On walls around Afghanistan’s scrappy capital, where million-US dollar mansions line rutted roads, anonymous graffiti artists are daubing their disapproving take on the devastating cost of war.
Styled after the anonymous British vandal-artist Banksy, Kabul’s streetwise stealth stencillers go by the moniker “Talibanksy,” a reference to the Islamist Taliban who have been waging war in Afghanistan for almost nine years.
The street art forms a commentary on the cost in blood and treasure of the war, which has brought 126,000 US and NATO troops to Afghanistan and kills about 2,000 Afghan civilians a year, according to the UN.
Black, spray-painted silhouettes of soldiers and dollar signs, poppies, helicopters and tanks, and children running hand-in-hand began appearing in downtown Kabul a few months ago.
Some silhouettes show the shadow of a helmeted soldier holding an assault rifle, inside a red circle with a line through it. Others have a silhouetted gun-toting trooper and a dollar sign joined by an equals symbol.
Or simply the words “cost of war.”
Financially the war is estimated to cost some US$100 million dollars a day, according to US media reports.
The human cost to foreign forces so far
this year is close to 170, according to the
icasualties.org Web site, which keeps tally and says that of the 1,737 who have died since the war began in 2001, 1,051 were American.
The people behind the anti-war graffiti call themselves Combat Communications, and claim to be “a small anonymous group of international artists founded last year with the sole aim of advocating/promoting free expression.”
According to a statement, they wish to remain anonymous and call their work “social and politically driven graphics.”
“This form of self-expression is open to anyone.
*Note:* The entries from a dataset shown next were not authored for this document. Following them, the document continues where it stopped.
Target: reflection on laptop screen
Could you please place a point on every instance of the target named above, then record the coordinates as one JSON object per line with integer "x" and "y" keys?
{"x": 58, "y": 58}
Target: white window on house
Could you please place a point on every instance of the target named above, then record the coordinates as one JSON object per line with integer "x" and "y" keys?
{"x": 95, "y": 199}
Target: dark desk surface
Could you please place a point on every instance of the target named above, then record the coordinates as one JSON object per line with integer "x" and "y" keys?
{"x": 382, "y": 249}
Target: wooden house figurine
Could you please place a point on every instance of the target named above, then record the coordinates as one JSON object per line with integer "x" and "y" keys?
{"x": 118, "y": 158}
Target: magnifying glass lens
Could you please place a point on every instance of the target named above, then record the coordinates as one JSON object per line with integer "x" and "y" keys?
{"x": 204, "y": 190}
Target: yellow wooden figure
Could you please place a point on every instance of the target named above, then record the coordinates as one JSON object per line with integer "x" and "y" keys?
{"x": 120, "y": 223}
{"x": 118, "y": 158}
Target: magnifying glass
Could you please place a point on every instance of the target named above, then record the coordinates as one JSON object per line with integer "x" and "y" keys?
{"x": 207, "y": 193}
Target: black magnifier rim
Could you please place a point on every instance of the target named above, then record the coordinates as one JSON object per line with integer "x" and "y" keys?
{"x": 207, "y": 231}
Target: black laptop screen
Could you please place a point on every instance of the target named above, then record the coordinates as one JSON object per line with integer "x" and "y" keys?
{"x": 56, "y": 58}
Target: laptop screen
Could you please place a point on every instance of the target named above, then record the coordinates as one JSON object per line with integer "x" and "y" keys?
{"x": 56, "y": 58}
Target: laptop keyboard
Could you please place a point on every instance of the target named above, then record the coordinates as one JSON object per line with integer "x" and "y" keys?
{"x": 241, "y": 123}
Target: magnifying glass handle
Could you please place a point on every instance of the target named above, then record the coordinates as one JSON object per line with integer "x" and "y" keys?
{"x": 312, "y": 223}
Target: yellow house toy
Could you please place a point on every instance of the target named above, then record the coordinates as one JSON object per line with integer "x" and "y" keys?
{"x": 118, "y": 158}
The youth of Kabul have no real outlet for artistic expression,” it says, adding: “Do they want it?”
The Westerners behind Combat Communications declined interview requests, saying they wanted to keep a low profile while they developed their strategy.
Their graffiti appears across the central residential and commercial districts of Kabul, alongside spray-painted advertisements for translation services, real estate agents, plumbers, septic tank cleaners and roofers.
Since the fall of the Taliban, Afghanistan has begun moving towards democracy — with the second parliamentary election set for September — and freedom of expression is protected by the constitution.
Yet as the insurgency moves deep into its ninth year and the US-led counter-insurgency revs up with foreign troop numbers set to peak by August at 150,000, Kabul remains a city scarred by war and corruption.
Open drains run alongside the main roads, few side streets are paved, traffic control is derisory and public transport virtually non-existent.
Two-meter-high concrete blast walls surround most public buildings and embassies, and residential neighborhoods feature the “narco-tecture” of garishly-tiled, multi-story mansions, most believe are built with the proceeds of the US$3 billion-a-year illicit drugs trade.
A cloud of filth from diesel-powered vehicles sits atop a city surrounded on three sides by the peaks of the Hindu Kush mountains, and piles of garbage are picked over by beggars and animals alike.
Consumer price inflation is said to be around 20 percent, helicopter gunships provide an almost constant overhead clatter, and Afghans desperate to leave their country for a new life form long queues at visa offices.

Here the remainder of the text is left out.